Monday, September 30, 2013

Once Upon a Time in America (1984)

  It took me three days to get through this movie.  Seriously.  This is not for the faint of heart.

I have to say, this is probably the weakest Leone film in his entire canon.  First, there is the bloated 3+ hour running time to tell a non-linear story that basically boils down to a bromance gone bad.  This movie is epic in the way glaciers are, and moves at approximately the same speed.  Secondly, it hates women.  There is not one, but two fairly brutal rapes.  One I would let slide because it actually seems like part of the story, but the other is just completely gratuitous.  Thirdly, it's a total downer with a lame quasi-ending that feels completely half-assed.

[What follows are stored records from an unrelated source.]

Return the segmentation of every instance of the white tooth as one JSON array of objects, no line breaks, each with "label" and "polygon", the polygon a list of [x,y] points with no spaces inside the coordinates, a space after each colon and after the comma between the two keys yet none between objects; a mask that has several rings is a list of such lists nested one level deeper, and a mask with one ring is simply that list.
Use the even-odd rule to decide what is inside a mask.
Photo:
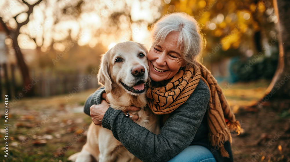
[{"label": "white tooth", "polygon": [[156,67],[155,67],[155,66],[154,66],[154,65],[153,65],[153,67],[154,68],[154,69],[157,70],[157,71],[160,71],[160,72],[163,72],[164,71],[165,71],[165,70],[160,70],[160,69],[157,69],[157,68]]}]

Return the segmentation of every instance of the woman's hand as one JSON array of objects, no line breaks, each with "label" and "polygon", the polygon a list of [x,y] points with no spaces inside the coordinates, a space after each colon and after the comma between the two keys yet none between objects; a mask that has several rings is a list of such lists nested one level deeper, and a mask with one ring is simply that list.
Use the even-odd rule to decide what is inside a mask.
[{"label": "woman's hand", "polygon": [[[106,93],[103,93],[102,94],[102,97],[104,94],[106,94]],[[90,115],[92,117],[92,120],[95,125],[97,126],[102,125],[102,120],[104,117],[105,113],[109,107],[110,105],[106,101],[102,100],[100,104],[98,105],[93,105],[90,108]],[[138,120],[139,119],[139,116],[138,114],[133,115],[131,113],[128,112],[138,111],[140,109],[140,108],[135,106],[131,106],[129,108],[123,111],[123,112],[125,115],[128,112],[129,115],[129,118],[132,119],[132,120],[135,121]]]},{"label": "woman's hand", "polygon": [[90,115],[95,124],[97,126],[102,125],[103,118],[109,107],[108,103],[106,101],[102,100],[100,104],[93,105],[90,108]]}]

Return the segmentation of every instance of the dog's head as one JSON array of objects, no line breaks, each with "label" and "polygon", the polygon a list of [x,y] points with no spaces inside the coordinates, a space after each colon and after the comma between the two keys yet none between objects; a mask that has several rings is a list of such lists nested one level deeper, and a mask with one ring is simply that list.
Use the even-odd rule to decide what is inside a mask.
[{"label": "dog's head", "polygon": [[98,78],[106,93],[117,86],[134,95],[144,93],[149,80],[148,52],[143,45],[129,41],[117,44],[103,55]]}]

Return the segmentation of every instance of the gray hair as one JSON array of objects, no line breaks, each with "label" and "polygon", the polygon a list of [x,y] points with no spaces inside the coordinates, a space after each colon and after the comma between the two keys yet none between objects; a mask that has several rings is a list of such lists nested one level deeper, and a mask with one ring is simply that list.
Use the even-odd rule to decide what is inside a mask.
[{"label": "gray hair", "polygon": [[182,56],[186,67],[193,67],[206,44],[200,34],[199,24],[193,17],[184,13],[166,14],[152,27],[152,45],[162,44],[168,34],[177,32],[179,34],[177,45],[181,50]]}]

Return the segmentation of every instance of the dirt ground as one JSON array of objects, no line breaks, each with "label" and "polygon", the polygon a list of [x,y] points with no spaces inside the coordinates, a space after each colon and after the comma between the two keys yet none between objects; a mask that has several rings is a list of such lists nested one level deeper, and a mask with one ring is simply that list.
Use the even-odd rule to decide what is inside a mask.
[{"label": "dirt ground", "polygon": [[[232,136],[235,161],[290,161],[290,111],[278,112],[271,107],[244,108],[263,96],[269,83],[220,84],[244,130]],[[68,161],[86,142],[92,121],[83,112],[83,105],[95,90],[78,93],[67,102],[67,95],[20,99],[9,108],[8,123],[2,124],[1,111],[0,161]],[[13,99],[9,100],[12,102]],[[3,124],[10,124],[8,159],[3,157]]]}]

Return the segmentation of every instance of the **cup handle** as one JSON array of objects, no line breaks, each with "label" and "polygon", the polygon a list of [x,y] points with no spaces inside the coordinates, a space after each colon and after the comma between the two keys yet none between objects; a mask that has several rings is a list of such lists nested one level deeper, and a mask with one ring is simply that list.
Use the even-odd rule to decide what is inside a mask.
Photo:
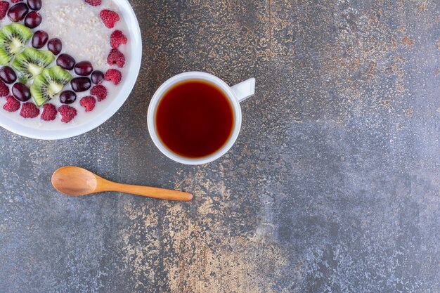
[{"label": "cup handle", "polygon": [[231,87],[232,92],[239,102],[255,94],[255,79],[251,78]]}]

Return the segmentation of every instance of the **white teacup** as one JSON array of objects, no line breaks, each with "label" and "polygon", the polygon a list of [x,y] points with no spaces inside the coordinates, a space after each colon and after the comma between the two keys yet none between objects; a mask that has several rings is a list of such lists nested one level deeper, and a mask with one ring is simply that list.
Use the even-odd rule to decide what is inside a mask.
[{"label": "white teacup", "polygon": [[[174,85],[186,80],[202,80],[220,89],[228,98],[233,109],[234,124],[232,135],[224,146],[216,152],[207,157],[188,158],[179,155],[171,151],[159,138],[155,125],[155,115],[157,106],[164,94]],[[209,73],[200,72],[184,72],[176,75],[165,82],[155,93],[148,107],[148,131],[155,145],[169,158],[182,164],[198,165],[214,161],[224,155],[233,145],[241,128],[241,108],[240,102],[254,96],[255,92],[255,79],[252,78],[233,86],[229,86],[223,80]]]}]

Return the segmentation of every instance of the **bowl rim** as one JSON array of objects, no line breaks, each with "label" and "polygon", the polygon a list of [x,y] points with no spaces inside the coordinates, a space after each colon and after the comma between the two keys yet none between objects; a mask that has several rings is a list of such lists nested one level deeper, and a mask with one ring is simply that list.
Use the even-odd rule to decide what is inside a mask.
[{"label": "bowl rim", "polygon": [[118,94],[113,98],[111,103],[107,105],[102,112],[89,123],[65,129],[45,130],[29,127],[6,116],[0,115],[0,126],[6,130],[30,138],[39,140],[60,140],[70,138],[84,134],[101,126],[112,117],[124,105],[131,93],[139,74],[142,62],[142,36],[141,28],[133,7],[128,0],[117,0],[115,4],[118,6],[124,15],[128,30],[131,37],[130,53],[131,59],[127,78],[121,84]]}]

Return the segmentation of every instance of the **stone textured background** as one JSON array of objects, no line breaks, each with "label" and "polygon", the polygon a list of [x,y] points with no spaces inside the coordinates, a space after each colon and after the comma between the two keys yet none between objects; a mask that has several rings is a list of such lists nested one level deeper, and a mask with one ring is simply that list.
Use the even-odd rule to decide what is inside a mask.
[{"label": "stone textured background", "polygon": [[[138,82],[62,141],[0,131],[1,292],[440,292],[440,3],[131,1]],[[254,77],[224,157],[174,163],[145,115],[187,70]],[[51,173],[193,192],[73,198]]]}]

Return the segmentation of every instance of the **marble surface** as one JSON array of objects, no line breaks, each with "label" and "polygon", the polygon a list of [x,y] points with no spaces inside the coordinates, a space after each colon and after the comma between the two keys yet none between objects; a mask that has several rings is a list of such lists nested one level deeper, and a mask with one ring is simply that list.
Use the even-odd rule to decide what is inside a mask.
[{"label": "marble surface", "polygon": [[[1,292],[440,292],[440,4],[131,1],[143,63],[108,122],[60,141],[0,130]],[[156,89],[257,79],[223,158],[163,156]],[[55,191],[78,165],[190,203]]]}]

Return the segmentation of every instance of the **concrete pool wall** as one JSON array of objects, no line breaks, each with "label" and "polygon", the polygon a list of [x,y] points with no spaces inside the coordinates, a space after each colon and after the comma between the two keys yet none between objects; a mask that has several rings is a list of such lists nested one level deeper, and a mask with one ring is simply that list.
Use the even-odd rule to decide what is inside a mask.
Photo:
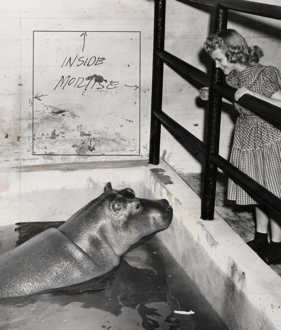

David "Noodles" Aaronson (Robert DeNiro) and his three friends:  Max (James Woods), Cockeye (William Forsythe), and Patsy (Richard Bright) grew up in a Jewish neighborhood in Brooklyn as petty street kids.  They make a pact to each put half their money in a suitcase and never touch it unless all four of them are together.  Noodles goes to prison for stabbing a guy and when he gets out as an adult, his buddy Max is waiting.  Max, Patsy, and Cockeye have opened a speakeasy and have been running booze during Prohibition.  Times are high until the repeal.  Faced with unemployment, Max comes up with the idea of robbing the Federal Reserve Bank.  His girlfriend (Tuesday Weld) begs Noodles to come up with a plan to stop Max, since it's essentially suicide.  Noodles tips off the cops so that everyone will be arrested but something goes wrong and Max, Cockeye, and Patsy die in a car explosion.  Noodles, now on the run, tries to get the money they had all saved but finds the suitcase full of nothing but newspapers.  He manages to get to Buffalo, where he lives in obscurity for thirty years.  In 1968, Noodles receives an anonymous letter calling him back to Brooklyn, where he relives all of the painful memories of his early life.

When I was reading about it and saw that it wasn't nominated for a single Oscar, I thought that was ridiculous.  It's a Sergio Leone film with an Ennio Morricone score.  That's got to be good for something, right?  Cinematography, at least?  Now that I've seen it, I totally understand.  Unless you really really love gangster films, skip this one.